A provider ships a new model (or retires the one you depend on). Modelpin replays your app's real behavior on the new model, decides whether anything actually regressed despite model randomness, and posts a PR-style report — so you find out in a pull request, not in production.

CLI: modelpin (alias mp). License: Apache-2.0.


Why this exists (and why you can trust the verdict)

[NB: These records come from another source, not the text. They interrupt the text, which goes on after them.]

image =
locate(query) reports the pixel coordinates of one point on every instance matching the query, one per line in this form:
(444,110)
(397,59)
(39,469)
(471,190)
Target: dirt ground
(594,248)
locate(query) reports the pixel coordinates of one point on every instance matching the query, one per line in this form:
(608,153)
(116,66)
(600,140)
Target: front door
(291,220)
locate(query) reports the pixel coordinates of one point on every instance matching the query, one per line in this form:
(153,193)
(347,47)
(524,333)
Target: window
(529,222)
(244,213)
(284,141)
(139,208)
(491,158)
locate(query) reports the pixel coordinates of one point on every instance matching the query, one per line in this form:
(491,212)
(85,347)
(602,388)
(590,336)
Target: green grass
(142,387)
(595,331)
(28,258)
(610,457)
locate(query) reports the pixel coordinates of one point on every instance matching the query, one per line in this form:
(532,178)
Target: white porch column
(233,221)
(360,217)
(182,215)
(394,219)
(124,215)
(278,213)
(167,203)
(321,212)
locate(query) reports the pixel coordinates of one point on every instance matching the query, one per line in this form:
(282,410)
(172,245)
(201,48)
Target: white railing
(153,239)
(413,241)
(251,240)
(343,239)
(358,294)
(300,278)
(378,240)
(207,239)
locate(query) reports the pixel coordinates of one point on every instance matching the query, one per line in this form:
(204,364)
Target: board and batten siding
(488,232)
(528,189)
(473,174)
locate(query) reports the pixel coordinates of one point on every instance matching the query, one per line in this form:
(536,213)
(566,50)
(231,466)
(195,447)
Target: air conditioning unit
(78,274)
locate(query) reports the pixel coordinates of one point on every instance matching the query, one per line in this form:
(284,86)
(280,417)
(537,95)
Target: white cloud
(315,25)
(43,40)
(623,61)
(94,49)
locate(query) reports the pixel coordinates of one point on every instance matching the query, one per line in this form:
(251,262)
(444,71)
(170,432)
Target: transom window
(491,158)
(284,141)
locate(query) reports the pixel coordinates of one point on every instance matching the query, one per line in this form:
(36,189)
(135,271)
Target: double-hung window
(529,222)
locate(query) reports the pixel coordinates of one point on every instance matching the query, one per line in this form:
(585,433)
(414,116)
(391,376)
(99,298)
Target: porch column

Models are non-deterministic. Run the same prompt twice and the words change. So the naive way to "test a new model" — diff the text — cries wolf on every run. An alerter that cries wolf is worse than no alerter: you mute it, then it misses the real break.

Modelpin's entire design optimizes for one north-star metric: false-positive rate. The promise is narrow and falsifiable: if Modelpin says it broke, it broke. Everything below is in service of that promise — and where the evidence is thin, this README says so plainly.

This is meant to be the independent, no-BS tool: it measures behavior change relative to your app, it never declares one model globally "better," and the whole harness is open source so you can reproduce it and disagree.


Quickstart

Install from source (not on PyPI yet — see Install):

git clone https://github.com/samarthputhraya/modelpin
cd modelpin
pip install -e ".[dev,providers]"

Try it offline, no API key (30 seconds)

Modelpin ships a fake provider that replays canned traces, so you can see the whole pipeline — baseline, candidate replay, behavioral diff, report — with zero cost and no key:

mp baseline --provider fake --fixtures examples/traces/demo_traces.json \
  --model claude-opus-4-6 \
  --scenarios-dir examples/scenarios --config examples/modelpin.yaml

mp check --to claude-opus-4-7 --from claude-opus-4-6 \
  --provider fake --fixtures examples/traces/demo_traces.json \
  --scenarios-dir examples/scenarios --config examples/modelpin.yaml

You'll get a per-scenario verdict (unchanged / changed_minor / regression), a confidence score, a one-line plain-English explanation per scenario, and a Markdown report written to .modelpin/last-report.md. mp check exits non-zero only on a real regression — that's the CI gate.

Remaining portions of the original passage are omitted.